Per tutto il giorno Thomas non gli rivolse la parola. Certo, Robbie sapeva di esserci andato giù duro con le parole, ma del resto aveva espresso il suo parere. No, forse non era proprio quello, in realtà. Cavalcarono uno dietro l’altro, attraversando piccoli villaggi, vaste distese d’erba, colline boscose, fino ad arrivare a Southampton. Lì si imbarcarono velocemente su una nave che trasportava merci d’esportazione per la Francia, e dopo una settimana e mezzo giunsero al porto di Caèn.
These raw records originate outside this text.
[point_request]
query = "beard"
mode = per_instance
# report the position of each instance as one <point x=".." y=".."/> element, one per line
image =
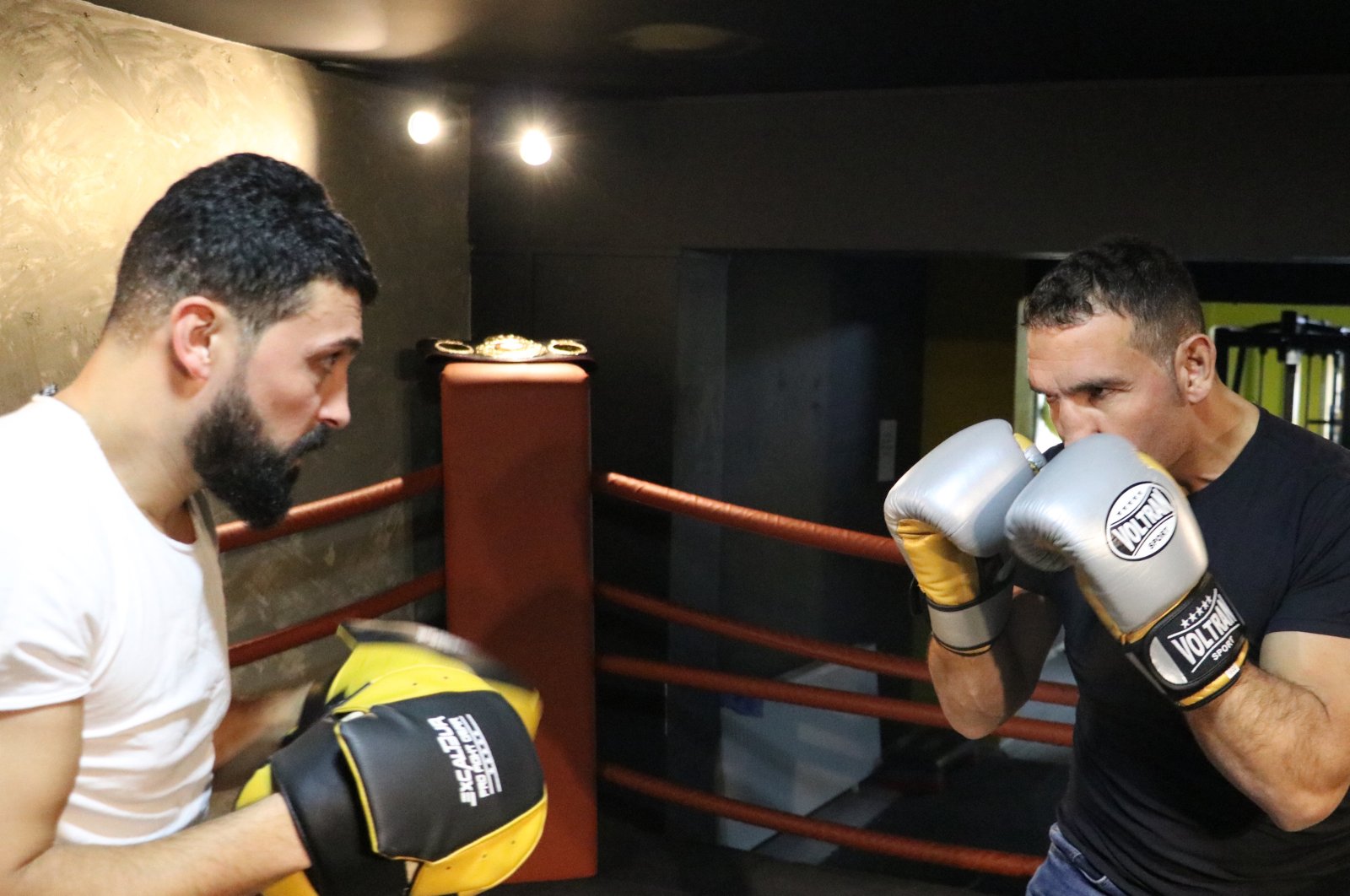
<point x="240" y="464"/>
La marea però si era alzata, così dovettero aspettare ore prima che la nave riuscisse ad attraccare nel porto. Thomas osservava il panorama della grande cittadina, in cui era già stato molto spesso in passato. Si stava forse rammentando di tutto il tempo speso in quelle enormi mura di tufo nero. Camminarono oltre il portone d’ingresso, dopo aver mentito riguardo all’identità, dicendo di essere scozzesi in viaggio per arruolarsi nella battaglia d’Evecque. Le strade erano affollatissime. Era mezzogiorno passato, e la gente si affrettava a fare gli ultimi acquisti al mercato, o a chiudere le botteghe, per tornare a casa a cucinare il pranzo. Una donna li superò con un movimento aggraziato. Un lampo di stupore, che non sfuggì a Robbie, attraversò gli occhi di Thomas, mentre l’estremo lembo dello strascico portato dalla donna svolazzava nella brezza leggera.
- Jeanette! -
- Thomas! Sei proprio tu? - rispose la donna, scoprendosi il capo, e lasciando ricadere i lunghi capelli neri sulle spalle. Era alquanto bella, e Robbie si stupì che uno come il suo compagno potesse conoscere una ragazza simile.
- Da quanto tempo, caro! Che bello rivederti! -
Si incamminarono fianco a fianco, lasciando Robbie indietro, da solo. Le loro parole francesi gli risultavano incomprensibili, perciò Robbie si rassegnò a cercare di captare qualcosa dal tono delle voci. Entrarono affamati in una vicina locanda, e Thomas invitò Jeanette a sedersi con loro.
- Je suis en train de allèr à Paris… -
Era diretta alla capitale. Robbie cercò di comprendere altri frammenti della loro conversazione, ma con scarso successo.
- Potete stare a casa mia per un po’. Mentre vi abituate al clima francese… -
Jeanette stava offrendo loro un alloggio, di cui avevano fortemente bisogno, al che era quasi un’eresia rifiutare una proposta così gentile.
- Grazie Jeanette! -
La donna fece loro strada attraverso l’intrico di vicoli, fino a giungere davanti a un curato giardino di una casetta, semplice, ma confortevole.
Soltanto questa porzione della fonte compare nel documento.